Believe it or not, litter etc. can undo all that effort. A Journal of Marketing Management report in 2015 found that litter affects people’s perceptions of place in a negative manner and, in this sense, rubbish can be seen as a form of anti-place marketing. If litter (and by inference, other issues such as graffiti and unwashed footpaths) is allowed to build up, as it has in Belfast, this impacts negatively on visitors’ and residents’ attitudes. At the very least, this suggests it is irresponsible to look at place marketing without taking into account more basic aspects of place management such as cleaning litter up. At most, it may even suggest that a place marketing budget might be better spent employing more people to clean. Now there’s a thought. It’s time to get back to basics on delivering services across the city.

Our towns and city centres have taken a battering during the pandemic and the road back to vibrancy is not certain as we grapple with new issues such as hybrid working. As the Executive’s High Street Task Force report and recommendations noted in March this year, “Our towns and villages need to regain and then retain their vibrancy, purpose and sense of place. High streets of the future should be safe and attractive gathering points for whole communities, where people can live, work, shop, learn, do business, use public services and enjoy their leisure time… Significant intervention will be required to help our towns and villages.” It is hard to disagree with any of that. While ‘significant intervention’ would be welcome, there is no indication of what it looks like or from where it comes.

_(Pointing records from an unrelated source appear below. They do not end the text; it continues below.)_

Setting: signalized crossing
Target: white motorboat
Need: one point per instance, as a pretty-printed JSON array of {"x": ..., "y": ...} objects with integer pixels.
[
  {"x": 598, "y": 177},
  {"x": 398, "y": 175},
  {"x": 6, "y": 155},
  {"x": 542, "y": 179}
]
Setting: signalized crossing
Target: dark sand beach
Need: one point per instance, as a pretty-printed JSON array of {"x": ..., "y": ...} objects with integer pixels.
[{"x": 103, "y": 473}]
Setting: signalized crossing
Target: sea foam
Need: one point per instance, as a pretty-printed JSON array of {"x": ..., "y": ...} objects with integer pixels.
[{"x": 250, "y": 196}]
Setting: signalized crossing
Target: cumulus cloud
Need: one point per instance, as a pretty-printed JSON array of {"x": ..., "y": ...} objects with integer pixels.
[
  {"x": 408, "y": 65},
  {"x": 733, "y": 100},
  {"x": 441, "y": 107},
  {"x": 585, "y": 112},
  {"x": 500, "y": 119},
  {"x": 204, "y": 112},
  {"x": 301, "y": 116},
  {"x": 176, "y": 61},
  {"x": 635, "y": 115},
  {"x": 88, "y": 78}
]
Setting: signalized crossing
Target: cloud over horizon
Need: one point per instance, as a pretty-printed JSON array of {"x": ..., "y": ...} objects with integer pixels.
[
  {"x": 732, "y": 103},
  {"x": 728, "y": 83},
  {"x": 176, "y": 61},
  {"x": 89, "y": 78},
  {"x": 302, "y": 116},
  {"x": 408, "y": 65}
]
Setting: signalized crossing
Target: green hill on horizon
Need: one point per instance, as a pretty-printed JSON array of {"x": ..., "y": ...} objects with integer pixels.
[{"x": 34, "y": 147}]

We know that for all Belfast’s impressive regeneration over the past 20 years, a sizeable city centre population is the elusive missing ingredient in completing Belfast’s rebirth. As our recent research with Belfast Chamber found, if our city achieves the council’s Belfast Agenda target of 11,500 residential units in our city centre by 2030 the prize is an additional spend in our economy of £165.9m per year. This would greatly assist retail, hospitality and leisure businesses located in the city centre. The bigger prize is that achieving these population aims could eliminate 4,090 tonnes per annum of CO2 as a result of fewer commutes, the same as planting roughly 205,000 trees a year. There is no doubt about the opportunity that awaits Belfast. It would be a shame to miss out because we couldn’t clean up our act.